Later scientists formulated the Second Law of ThermoDynamics that states: energies eventually even out, run down -- as a river runs down. At the mouth of the river the water hardly moves any more. “Entropy,” physicists call the eventual running down of all energies in the universe.
On this planet (and probably a trillion others as well) Life is “anti-entropic.” Life counters that principle toward death by renewing itself constantly. Not only in the same form but also in minute changes of form, color, function. Every now and then a minute change can make a difference in how a particular form of life thrives. It takes time, but time is no factor in the universe.
Nature -- I like to think of it as the planetary ecology -- is a chaos of variety, color, shape, size, function: life forms in all shapes or color imaginable, and constantly changing. Little shifts here and there. The essence of any ecology is the balance of all the interacting varieties. A living balance, ever renewing itself, not running out --------- until, of course, the planet is no longer warmed by the sun. Then entropy... the river is flat, no flow.
But as far as we know that is far in the future, a few billion years.
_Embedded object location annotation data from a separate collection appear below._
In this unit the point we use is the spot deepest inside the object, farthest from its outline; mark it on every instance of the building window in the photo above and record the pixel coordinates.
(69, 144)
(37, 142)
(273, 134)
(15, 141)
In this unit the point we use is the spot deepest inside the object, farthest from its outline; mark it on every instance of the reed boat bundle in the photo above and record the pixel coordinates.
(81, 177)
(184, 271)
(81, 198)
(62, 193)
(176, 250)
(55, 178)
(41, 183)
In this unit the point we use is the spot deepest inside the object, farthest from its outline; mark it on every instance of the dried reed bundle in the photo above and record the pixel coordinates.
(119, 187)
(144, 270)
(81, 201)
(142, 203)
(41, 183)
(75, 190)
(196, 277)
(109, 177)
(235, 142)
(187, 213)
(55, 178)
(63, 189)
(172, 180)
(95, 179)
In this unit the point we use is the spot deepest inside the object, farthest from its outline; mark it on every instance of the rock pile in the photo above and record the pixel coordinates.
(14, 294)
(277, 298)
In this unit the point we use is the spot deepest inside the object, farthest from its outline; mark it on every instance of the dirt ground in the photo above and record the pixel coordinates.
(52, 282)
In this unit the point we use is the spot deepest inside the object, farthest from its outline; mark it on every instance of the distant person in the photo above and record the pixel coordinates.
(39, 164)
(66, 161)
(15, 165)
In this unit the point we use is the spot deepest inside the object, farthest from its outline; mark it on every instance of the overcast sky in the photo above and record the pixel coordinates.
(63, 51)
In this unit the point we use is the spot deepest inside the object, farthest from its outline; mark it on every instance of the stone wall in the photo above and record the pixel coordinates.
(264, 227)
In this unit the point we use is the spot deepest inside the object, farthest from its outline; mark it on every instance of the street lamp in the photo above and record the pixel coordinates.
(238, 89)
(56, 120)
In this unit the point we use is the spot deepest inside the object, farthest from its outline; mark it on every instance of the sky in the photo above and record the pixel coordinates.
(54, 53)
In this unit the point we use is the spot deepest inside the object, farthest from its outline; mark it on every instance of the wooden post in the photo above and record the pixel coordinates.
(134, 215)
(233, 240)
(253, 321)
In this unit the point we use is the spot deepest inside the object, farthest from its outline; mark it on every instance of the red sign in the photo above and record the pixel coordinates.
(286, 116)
On a much shorter time scale:
Sixty-five million years ago, give or take a million, the earth was warm and watery, plants and trees grew lush and thick in soft ground and swamps. In the background volcanoes spew hot ashes in the atmosphere, One kind of animals gets bigger and bigger; we call them dinosaurs. There is not enough energy in plants to move and maintain such enormous beasts, so they must eat each other. Protein becomes a resource in short supply. We don’t know what happened, but it is not difficult to imagine that dinosaurs got so big that there weren’t enough other dinosaurs to provide the necessary protein. Starvation. In a short time (say, a hundred thousand years) dinosaurs disappeared from the planet. We now have their distant descendants, much smaller of course: chickens, offspring of the spookiest of dinosaurs, Tyrannosaurus Rex.